학술논문

Effect of Metformin and Lifestyle Interventions on Mortality in the Diabetes Prevention Program and Diabetes Prevention Program Outcomes Study.
Document Type
Academic Journal
Author
Lee CG; Division of Diabetes, Endocrinology and Metabolic Diseases, National Institute of Diabetes and Digestive and Kidney Diseases, National Institutes of Health, Bethesda, MD dppmail@bsc.gwu.edu.; Heckman-Stoddard B; Division of Cancer Prevention, National Cancer Institute, National Institutes of Health, Rockville, MD.; Dabelea D; Department of Epidemiology and Lifecourse Epidemiology of Adiposity and Diabetes (LEAD) Center, Colorado School of Public Health, University of Colorado Anschutz Medical Campus, Aurora, CO.; Gadde KM; Pennington Biomedical Research Center, Baton Rouge, LA.; Ehrmann D; University of Chicago, Chicago, IL.; Ford L; Division of Cancer Prevention, National Cancer Institute, National Institutes of Health, Rockville, MD.; Prorok P; Division of Cancer Prevention, National Cancer Institute, National Institutes of Health, Rockville, MD.; Boyko EJ; Epidemiologic Research and Information Center, VA Puget Sound Health Care System, Seattle.; Pi-Sunyer X; Columbia University Irving Medical Center, New York, New York.; Wallia A; Division of Endocrinology, Metabolism and Molecular Medicine, Department of Medicine, Feinberg School of Medicine, Northwestern University, Chicago, IL.; Knowler WC; Diabetes Epidemiology and Clinical Research Section, National Institute of Diabetes and Digestive and Kidney Diseases, Phoenix, AZ.; Crandall JP; Division of Endocrinology and Fleischer Institute for Diabetes and Metabolism, Albert Einstein College of Medicine, Bronx, NY.; Temprosa M
Source
Publisher: American Diabetes Association Country of Publication: United States NLM ID: 7805975 Publication Model: Print-Electronic Cited Medium: Internet ISSN: 1935-5548 (Electronic) Linking ISSN: 01495992 NLM ISO Abbreviation: Diabetes Care Subsets: MEDLINE
Subject
Language
English
Abstract
Objective: To determine whether metformin or lifestyle modification can lower rates of all-cause and cause-specific mortality in the Diabetes Prevention Program and Diabetes Prevention Program Outcomes Study.

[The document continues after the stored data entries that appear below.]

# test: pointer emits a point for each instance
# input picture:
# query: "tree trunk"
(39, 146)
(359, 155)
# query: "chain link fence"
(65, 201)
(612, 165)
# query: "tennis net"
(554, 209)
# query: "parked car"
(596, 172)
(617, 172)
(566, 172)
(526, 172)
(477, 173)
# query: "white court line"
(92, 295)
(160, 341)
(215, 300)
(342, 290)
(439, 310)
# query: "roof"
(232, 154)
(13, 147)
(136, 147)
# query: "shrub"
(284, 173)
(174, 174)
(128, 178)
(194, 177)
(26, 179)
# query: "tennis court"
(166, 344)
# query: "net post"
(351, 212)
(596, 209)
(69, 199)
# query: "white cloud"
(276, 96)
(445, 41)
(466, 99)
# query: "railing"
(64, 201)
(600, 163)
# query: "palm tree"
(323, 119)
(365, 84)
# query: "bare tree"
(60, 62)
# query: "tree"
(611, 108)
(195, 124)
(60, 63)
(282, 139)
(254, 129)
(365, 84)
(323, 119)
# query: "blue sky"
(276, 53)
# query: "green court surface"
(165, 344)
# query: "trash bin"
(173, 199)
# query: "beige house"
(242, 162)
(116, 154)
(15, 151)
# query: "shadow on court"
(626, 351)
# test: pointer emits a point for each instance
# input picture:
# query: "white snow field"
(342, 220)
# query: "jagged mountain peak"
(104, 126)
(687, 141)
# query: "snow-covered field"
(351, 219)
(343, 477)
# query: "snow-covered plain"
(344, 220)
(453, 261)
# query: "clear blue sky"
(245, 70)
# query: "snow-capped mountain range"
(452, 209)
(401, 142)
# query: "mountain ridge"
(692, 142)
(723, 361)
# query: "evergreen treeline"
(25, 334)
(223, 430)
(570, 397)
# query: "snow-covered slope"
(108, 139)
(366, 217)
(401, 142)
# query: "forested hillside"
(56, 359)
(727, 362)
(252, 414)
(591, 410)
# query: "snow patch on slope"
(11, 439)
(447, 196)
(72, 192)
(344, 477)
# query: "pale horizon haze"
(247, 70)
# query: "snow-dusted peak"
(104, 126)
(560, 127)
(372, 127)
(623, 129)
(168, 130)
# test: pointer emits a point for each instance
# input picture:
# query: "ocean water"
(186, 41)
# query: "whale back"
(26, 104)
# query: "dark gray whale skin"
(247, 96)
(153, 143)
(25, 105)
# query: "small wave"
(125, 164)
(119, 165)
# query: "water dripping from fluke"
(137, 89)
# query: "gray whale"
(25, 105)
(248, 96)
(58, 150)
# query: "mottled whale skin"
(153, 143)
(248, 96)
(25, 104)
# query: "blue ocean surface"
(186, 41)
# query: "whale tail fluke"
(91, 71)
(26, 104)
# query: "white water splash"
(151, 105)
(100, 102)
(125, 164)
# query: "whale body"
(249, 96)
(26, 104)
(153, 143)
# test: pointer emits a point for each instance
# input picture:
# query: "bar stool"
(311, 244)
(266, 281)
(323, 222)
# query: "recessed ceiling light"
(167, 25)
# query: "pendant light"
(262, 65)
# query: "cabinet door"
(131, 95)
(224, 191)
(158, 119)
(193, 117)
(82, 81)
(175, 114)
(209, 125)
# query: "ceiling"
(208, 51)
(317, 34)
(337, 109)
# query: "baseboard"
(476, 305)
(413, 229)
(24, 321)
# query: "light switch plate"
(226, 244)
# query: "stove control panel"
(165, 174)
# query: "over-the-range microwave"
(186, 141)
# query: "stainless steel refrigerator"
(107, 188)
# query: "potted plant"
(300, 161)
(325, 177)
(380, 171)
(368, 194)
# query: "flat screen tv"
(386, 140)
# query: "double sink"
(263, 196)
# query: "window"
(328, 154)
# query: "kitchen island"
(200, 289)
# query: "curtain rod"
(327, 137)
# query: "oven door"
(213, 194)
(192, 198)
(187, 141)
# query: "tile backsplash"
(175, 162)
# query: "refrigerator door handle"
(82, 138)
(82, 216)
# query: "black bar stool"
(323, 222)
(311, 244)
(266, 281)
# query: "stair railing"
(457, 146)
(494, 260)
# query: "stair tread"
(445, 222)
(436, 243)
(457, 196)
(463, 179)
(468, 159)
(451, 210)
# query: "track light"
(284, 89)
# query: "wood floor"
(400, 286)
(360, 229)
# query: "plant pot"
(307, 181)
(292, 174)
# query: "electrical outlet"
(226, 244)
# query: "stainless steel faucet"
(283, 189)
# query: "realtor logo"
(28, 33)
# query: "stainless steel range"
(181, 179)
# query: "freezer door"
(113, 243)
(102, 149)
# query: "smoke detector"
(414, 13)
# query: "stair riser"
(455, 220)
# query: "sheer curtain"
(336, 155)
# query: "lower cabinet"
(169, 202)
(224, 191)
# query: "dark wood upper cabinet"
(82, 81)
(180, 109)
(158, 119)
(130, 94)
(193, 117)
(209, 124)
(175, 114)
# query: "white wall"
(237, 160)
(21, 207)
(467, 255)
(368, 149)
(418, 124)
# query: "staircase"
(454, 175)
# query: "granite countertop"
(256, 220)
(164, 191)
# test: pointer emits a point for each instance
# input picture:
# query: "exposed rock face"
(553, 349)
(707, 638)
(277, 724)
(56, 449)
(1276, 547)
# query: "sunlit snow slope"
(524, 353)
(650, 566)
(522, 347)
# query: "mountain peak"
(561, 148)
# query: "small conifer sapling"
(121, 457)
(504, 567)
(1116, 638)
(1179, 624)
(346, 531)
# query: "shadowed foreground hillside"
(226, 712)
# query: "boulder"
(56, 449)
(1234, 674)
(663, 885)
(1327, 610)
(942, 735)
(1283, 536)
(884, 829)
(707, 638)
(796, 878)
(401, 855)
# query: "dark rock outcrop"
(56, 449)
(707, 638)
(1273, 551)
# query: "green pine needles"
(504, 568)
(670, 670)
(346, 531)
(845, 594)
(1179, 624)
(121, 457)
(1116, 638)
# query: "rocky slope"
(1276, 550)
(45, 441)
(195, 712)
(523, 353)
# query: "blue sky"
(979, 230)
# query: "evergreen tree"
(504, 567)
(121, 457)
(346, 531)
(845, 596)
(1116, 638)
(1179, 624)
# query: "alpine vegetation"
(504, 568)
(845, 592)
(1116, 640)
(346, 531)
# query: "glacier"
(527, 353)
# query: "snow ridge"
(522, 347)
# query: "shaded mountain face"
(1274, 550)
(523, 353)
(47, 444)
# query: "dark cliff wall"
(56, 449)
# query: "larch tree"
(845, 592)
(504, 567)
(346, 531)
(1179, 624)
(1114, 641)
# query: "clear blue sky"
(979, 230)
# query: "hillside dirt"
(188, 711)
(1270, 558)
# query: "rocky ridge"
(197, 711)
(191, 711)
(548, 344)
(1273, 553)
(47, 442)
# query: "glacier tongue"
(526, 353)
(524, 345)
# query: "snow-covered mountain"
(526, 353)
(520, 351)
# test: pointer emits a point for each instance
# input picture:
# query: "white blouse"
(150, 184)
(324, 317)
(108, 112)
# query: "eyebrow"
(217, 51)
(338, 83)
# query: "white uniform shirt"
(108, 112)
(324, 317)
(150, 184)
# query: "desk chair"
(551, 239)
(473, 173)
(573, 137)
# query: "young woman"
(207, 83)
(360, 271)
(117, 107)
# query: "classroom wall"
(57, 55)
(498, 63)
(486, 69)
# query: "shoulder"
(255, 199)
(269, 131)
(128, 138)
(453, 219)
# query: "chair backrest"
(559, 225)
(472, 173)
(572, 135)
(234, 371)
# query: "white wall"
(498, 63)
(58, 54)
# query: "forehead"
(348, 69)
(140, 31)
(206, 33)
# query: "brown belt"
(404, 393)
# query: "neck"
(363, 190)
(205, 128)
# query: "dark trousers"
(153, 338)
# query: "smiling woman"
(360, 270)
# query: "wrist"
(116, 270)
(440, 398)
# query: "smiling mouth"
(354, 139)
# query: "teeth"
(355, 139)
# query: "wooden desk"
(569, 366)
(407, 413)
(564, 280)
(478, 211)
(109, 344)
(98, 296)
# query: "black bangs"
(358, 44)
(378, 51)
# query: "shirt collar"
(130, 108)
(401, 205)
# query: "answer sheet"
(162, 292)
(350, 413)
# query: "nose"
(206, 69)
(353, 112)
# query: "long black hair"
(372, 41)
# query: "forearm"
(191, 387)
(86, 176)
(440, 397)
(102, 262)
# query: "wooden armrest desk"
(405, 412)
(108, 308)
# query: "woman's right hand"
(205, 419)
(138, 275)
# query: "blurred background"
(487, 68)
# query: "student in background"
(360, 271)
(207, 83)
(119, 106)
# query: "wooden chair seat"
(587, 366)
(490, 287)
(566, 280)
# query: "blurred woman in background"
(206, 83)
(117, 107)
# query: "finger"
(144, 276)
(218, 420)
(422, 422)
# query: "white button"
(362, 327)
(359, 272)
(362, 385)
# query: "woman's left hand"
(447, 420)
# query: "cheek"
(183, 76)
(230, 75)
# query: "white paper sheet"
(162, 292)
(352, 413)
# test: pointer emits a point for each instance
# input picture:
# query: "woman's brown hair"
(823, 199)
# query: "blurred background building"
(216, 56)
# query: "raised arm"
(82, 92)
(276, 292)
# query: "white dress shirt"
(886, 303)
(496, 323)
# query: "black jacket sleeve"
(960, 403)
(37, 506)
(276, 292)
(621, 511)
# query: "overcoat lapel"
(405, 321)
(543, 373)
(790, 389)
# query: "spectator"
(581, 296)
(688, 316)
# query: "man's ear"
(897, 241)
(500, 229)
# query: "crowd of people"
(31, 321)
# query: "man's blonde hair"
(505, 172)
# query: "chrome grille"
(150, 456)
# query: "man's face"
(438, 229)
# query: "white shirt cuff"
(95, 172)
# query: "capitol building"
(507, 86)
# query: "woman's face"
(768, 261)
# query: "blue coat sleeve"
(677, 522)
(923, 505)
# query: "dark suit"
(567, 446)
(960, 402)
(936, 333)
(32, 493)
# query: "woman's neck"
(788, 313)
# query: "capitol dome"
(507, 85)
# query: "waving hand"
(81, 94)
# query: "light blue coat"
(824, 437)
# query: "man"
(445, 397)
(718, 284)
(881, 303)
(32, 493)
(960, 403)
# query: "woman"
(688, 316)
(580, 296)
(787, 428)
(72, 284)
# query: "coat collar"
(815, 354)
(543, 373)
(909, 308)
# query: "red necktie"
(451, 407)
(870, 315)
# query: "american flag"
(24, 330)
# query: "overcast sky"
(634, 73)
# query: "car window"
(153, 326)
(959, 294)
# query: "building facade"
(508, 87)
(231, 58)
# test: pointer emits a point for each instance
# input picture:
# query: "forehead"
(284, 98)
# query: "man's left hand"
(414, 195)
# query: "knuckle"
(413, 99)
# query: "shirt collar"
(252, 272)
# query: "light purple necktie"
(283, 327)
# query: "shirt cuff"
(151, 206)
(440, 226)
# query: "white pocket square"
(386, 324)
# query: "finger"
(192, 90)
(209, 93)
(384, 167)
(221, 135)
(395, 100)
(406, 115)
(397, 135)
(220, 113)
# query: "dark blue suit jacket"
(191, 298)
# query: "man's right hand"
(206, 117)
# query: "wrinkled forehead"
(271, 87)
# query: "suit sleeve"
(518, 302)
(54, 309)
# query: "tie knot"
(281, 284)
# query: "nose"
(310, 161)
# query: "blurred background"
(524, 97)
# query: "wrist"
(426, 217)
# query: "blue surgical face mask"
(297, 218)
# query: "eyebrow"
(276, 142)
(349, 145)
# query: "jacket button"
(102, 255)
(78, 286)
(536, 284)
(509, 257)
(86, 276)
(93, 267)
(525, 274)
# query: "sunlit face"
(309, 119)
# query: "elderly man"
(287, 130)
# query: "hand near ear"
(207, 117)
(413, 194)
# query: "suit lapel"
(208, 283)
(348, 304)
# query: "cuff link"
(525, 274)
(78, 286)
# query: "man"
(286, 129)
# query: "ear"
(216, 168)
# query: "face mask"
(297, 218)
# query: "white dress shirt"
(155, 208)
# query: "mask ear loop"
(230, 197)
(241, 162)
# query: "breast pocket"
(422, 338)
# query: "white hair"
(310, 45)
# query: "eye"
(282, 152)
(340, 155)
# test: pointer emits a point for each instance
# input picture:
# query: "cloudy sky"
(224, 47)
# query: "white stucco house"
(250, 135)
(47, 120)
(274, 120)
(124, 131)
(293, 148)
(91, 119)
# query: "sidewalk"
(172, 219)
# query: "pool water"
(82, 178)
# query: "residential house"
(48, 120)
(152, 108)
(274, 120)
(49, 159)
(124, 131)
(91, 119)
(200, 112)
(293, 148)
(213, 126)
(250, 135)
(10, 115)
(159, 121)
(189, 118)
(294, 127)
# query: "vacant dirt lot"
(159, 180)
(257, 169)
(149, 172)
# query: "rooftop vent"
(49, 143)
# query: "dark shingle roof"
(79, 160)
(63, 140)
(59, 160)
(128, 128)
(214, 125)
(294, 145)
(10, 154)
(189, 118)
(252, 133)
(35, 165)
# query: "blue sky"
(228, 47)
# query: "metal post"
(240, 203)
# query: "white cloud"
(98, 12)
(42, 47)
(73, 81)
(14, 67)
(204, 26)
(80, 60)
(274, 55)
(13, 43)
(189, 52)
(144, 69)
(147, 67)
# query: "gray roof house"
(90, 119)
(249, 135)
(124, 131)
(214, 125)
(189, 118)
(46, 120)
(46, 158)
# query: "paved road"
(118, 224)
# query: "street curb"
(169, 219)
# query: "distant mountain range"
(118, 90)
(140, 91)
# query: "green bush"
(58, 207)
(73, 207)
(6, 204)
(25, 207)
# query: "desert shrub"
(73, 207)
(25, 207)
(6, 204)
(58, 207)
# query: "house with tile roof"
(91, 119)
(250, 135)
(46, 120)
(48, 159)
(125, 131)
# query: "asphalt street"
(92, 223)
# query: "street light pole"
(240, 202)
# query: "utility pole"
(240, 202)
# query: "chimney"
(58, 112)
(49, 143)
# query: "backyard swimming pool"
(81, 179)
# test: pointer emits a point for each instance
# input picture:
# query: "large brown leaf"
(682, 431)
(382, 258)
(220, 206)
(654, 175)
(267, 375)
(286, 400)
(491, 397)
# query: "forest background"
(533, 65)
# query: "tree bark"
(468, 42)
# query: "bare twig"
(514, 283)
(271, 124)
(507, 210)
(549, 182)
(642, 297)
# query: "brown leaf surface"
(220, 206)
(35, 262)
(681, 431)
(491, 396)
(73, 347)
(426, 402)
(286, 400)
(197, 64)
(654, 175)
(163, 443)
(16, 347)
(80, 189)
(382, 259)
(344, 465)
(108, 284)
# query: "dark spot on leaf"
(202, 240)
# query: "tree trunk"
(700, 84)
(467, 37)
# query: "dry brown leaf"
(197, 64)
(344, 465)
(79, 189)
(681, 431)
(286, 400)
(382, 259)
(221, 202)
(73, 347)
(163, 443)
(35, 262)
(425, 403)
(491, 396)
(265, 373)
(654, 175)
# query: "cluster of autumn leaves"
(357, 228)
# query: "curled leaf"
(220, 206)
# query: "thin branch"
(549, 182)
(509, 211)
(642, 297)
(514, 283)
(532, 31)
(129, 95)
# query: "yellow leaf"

Research Design and Methods: From 1996 to 1999, 3,234 adults at high risk for type 2 diabetes were randomized to an intensive lifestyle intervention, masked metformin, or placebo. Placebo and lifestyle interventions stopped in 2001, and a modified lifestyle program was offered to everyone, but unmasked study metformin continued in those originally randomized. Causes of deaths through 31 December 2018 were adjudicated by blinded reviews. All-cause and cause-specific mortality hazard ratios (HRs) were estimated from Cox proportional hazards regression models and Fine-Gray models, respectively.
Results: Over a median of 21 years (interquartile range 20-21), 453 participants died. Cancer was the leading cause of death ( n = 170), followed by cardiovascular disease ( n = 131). Compared with placebo, metformin did not influence mortality from all causes (HR 0.99 [95% CI 0.79, 1.25]), cancer (HR 1.04 [95% CI 0.72, 1.52]), or cardiovascular disease (HR 1.08 [95% CI 0.70, 1.66]). Similarly, lifestyle modification did not impact all-cause (HR 1.02 [95% CI 0.81, 1.28]), cancer (HR 1.07 [95% CI 0.74, 1.55]), or cardiovascular disease (HR 1.18 [95% CI 0.77, 1.81]) mortality. Analyses adjusted for diabetes status and duration, BMI, cumulative glycemic exposure, and cardiovascular risks yielded results similar to those for all-cause mortality.
Conclusions: Cancer was the leading cause of mortality among adults at high risk for type 2 diabetes. Although metformin and lifestyle modification prevented diabetes, neither strategy reduced all-cause, cancer, or cardiovascular mortality rates.